Another attack on navy kills five

0
195

A bomb ripped through a bus in Karachi on Thursday, killing four naval personnel and a passing motorcyclist in the third attack on navy transport this week in the country’s biggest city.
More than a dozen people were wounded in the attack claimed by Taliban in the politically tense economic capital and southern port.
Two other navy buses were attacked on Tuesday, dealing a blow to the military just days after army’s chief General Ashfaq Kayani claimed his forces had “broken the back” of Taliban and Al-Qaeda-linked militants.
“Now a total of four of our employees — all sailors — have been martyred in the attack on our bus while seven others are injured,” spokesman Commander Salman Ali told AFP. Four other navy personnel died on Tuesday.
The force of the blast tore through sign boards, a fuel station and cars parked along the road.
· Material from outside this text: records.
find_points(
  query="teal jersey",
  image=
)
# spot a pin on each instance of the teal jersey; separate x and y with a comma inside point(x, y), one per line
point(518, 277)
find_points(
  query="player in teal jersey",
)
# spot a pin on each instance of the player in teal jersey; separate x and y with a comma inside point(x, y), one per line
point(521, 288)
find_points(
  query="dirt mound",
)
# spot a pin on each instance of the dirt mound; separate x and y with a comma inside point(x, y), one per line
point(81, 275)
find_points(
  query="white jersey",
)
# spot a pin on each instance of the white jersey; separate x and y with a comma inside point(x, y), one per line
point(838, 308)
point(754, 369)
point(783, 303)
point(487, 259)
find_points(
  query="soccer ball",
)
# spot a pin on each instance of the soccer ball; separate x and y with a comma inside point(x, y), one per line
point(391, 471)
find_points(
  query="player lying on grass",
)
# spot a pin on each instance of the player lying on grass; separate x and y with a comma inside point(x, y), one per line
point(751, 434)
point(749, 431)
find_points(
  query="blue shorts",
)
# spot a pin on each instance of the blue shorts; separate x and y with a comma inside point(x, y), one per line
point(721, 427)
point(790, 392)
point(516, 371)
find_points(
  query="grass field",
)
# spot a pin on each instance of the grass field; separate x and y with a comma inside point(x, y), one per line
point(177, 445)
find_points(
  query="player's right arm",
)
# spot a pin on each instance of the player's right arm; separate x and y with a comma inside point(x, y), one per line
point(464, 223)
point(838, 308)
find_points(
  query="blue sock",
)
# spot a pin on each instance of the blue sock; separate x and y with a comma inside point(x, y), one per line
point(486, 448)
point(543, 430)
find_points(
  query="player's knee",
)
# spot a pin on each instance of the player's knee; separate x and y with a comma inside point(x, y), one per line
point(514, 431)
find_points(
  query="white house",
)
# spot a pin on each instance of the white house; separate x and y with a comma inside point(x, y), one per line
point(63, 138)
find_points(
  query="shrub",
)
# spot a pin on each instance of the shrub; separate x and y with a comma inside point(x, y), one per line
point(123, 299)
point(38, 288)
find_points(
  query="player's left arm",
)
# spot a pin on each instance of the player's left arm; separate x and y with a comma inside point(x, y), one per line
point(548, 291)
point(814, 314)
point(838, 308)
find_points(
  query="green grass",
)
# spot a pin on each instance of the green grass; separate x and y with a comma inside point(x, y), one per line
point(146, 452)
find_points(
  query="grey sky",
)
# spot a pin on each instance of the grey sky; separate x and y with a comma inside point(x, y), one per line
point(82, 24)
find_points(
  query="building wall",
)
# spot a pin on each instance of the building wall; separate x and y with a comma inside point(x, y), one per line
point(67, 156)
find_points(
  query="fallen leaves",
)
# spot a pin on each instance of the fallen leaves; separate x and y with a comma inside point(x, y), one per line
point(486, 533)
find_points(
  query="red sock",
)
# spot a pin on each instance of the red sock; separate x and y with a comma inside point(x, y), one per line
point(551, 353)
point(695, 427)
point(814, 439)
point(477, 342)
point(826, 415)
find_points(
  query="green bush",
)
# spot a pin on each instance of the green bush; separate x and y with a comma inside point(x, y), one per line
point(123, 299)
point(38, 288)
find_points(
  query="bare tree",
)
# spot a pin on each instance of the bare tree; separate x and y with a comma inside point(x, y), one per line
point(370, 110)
“I was trying to cross the road a few feet away from the bus when I heard an explosion and saw the bus was hit and people inside and around crying,” said Asghar Ali, a passer-by being treated for injuries in hospital.
Prime Minister Yousuf Raza Gilani condemned the attack and called for an immediate investigation “so that further course of action can be taken”.
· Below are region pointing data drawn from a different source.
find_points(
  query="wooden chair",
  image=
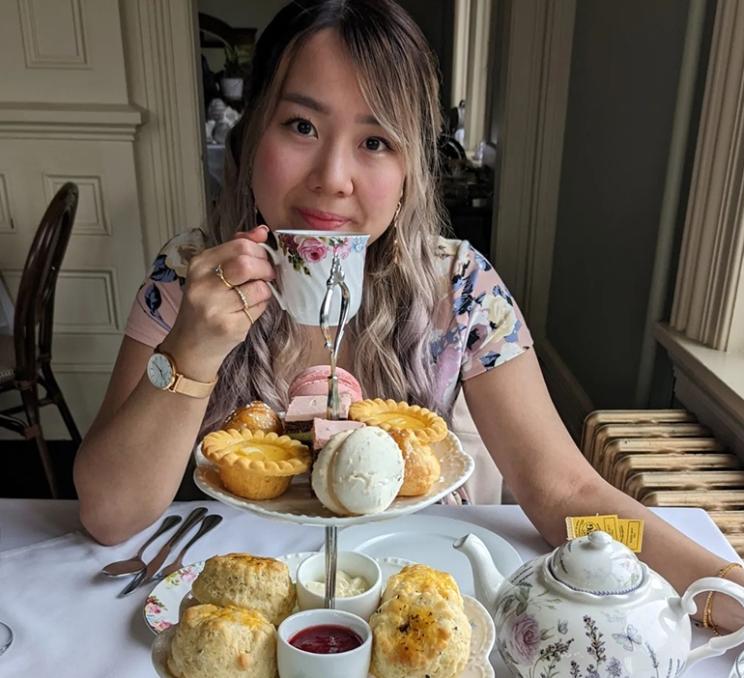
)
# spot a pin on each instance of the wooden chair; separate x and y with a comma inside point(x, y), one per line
point(25, 357)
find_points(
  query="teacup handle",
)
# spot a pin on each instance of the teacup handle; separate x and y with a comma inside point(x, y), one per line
point(719, 644)
point(274, 256)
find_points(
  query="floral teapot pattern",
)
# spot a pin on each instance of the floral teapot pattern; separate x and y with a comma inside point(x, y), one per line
point(591, 609)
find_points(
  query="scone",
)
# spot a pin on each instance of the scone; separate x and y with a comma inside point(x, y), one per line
point(389, 415)
point(228, 642)
point(415, 579)
point(254, 464)
point(246, 581)
point(257, 416)
point(419, 636)
point(421, 465)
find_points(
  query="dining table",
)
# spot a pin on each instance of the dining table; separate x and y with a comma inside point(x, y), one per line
point(68, 620)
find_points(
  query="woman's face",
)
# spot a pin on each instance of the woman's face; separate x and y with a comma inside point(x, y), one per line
point(324, 163)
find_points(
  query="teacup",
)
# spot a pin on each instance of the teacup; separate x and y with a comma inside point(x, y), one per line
point(303, 264)
point(296, 663)
point(312, 569)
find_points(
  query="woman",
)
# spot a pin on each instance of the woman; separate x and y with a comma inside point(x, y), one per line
point(340, 133)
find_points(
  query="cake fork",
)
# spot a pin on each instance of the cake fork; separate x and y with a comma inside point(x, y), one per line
point(136, 564)
point(210, 522)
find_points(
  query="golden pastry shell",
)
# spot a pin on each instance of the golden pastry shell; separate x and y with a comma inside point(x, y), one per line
point(430, 427)
point(223, 448)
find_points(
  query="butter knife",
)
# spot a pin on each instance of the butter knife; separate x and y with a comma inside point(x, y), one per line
point(154, 565)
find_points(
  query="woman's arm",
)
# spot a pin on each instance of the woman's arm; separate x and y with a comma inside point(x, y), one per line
point(132, 459)
point(551, 479)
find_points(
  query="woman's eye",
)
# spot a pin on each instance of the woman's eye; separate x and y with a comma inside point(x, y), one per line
point(303, 127)
point(376, 144)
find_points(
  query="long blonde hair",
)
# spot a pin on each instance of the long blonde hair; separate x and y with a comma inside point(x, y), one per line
point(392, 331)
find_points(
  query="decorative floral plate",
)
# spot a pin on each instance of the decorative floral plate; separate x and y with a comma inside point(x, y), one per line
point(478, 666)
point(298, 505)
point(162, 609)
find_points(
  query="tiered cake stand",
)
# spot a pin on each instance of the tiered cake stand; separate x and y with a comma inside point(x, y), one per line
point(298, 504)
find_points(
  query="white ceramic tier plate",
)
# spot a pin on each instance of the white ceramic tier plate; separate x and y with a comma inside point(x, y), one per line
point(297, 504)
point(428, 539)
point(478, 666)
Provincial chief minister Qaim Ali Shah said that the blast appeared to be the work of the same group behind Tuesday’s bombings, which wounded nearly 60 people and were the worst attacks on military officials in Karachi in years.
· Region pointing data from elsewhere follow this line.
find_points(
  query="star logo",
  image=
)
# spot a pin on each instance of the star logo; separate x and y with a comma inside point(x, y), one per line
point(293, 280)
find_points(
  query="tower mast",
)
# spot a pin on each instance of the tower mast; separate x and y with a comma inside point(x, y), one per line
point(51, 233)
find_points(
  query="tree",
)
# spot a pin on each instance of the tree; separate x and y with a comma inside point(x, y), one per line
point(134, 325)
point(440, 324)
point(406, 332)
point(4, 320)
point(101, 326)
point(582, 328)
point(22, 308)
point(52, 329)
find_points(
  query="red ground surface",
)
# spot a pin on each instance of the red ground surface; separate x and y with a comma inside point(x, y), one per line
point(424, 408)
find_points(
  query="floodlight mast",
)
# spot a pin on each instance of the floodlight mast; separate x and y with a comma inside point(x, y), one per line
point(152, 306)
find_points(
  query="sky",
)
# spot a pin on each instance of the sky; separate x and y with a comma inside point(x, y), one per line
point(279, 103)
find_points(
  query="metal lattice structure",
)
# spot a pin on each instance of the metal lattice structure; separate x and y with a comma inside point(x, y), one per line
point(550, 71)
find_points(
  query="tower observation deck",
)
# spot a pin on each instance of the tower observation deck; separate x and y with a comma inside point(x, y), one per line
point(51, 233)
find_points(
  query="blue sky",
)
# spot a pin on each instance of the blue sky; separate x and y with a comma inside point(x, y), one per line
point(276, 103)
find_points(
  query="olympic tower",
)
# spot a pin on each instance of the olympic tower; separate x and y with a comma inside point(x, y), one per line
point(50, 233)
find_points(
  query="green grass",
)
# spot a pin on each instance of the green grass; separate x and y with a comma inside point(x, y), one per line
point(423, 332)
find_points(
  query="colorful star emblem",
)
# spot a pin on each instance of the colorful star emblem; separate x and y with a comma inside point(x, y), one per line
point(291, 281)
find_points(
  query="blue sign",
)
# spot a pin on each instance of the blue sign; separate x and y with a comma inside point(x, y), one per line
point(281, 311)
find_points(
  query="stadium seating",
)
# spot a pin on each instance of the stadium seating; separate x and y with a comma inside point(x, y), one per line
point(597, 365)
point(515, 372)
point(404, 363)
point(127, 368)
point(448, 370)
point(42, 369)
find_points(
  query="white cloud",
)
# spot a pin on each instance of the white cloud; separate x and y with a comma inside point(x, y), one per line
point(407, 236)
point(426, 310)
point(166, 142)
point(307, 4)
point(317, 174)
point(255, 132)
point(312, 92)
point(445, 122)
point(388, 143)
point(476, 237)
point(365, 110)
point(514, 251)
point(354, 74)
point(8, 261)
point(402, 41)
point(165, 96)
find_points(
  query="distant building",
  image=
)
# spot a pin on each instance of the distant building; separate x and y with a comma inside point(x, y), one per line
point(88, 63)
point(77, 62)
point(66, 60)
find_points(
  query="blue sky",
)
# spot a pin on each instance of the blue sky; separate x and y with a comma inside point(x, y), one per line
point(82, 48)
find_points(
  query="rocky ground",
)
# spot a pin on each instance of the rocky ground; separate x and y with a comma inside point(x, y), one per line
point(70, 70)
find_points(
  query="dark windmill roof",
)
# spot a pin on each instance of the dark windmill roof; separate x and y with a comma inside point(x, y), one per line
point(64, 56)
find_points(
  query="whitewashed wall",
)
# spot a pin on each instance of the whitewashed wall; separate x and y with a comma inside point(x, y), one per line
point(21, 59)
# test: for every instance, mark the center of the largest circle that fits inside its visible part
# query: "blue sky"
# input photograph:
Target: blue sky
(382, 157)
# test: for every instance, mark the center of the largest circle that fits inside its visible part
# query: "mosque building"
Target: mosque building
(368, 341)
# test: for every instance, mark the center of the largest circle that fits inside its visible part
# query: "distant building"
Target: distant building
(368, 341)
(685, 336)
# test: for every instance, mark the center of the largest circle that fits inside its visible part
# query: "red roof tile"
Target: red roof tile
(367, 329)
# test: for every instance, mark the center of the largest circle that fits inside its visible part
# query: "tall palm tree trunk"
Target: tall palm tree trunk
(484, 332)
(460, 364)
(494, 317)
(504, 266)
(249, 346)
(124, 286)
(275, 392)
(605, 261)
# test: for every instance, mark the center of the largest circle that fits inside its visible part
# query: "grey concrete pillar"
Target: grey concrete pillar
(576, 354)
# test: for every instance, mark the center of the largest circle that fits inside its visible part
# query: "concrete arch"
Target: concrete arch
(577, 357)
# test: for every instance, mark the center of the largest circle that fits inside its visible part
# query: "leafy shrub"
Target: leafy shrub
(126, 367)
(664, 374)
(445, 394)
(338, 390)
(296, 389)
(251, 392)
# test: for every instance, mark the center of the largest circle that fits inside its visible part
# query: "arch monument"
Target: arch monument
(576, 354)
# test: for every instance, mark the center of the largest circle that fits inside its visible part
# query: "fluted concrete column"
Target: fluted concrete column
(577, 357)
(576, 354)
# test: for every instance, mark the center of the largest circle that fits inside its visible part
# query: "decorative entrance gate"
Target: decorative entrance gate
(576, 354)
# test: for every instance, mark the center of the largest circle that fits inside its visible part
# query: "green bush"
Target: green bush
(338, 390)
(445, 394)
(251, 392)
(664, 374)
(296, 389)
Shah said that authorities had tried to change the navy’s transport routes after Tuesday’s attacks but refused to point the finger of blame at any particular organisation.
Ehsanullah Ehsan, a spokesman for Pakistan’s main Taliban faction, claimed responsibility for all the attacks on navy buses in Karachi.
“Whether it is the navy, army or air force, they are all our enemies. We want to make it clear to the military to prepare for similar attacks in the future,” he told AFP by telephone from an undisclosed location.
Authorities on Tuesday had blamed extremist groups linked to the Taliban and Al-Qaeda, such as Lashkar-i-Jhangvi, which was involved in the Karachi kidnap and beheading of US journalist Daniel Pearl in 2002.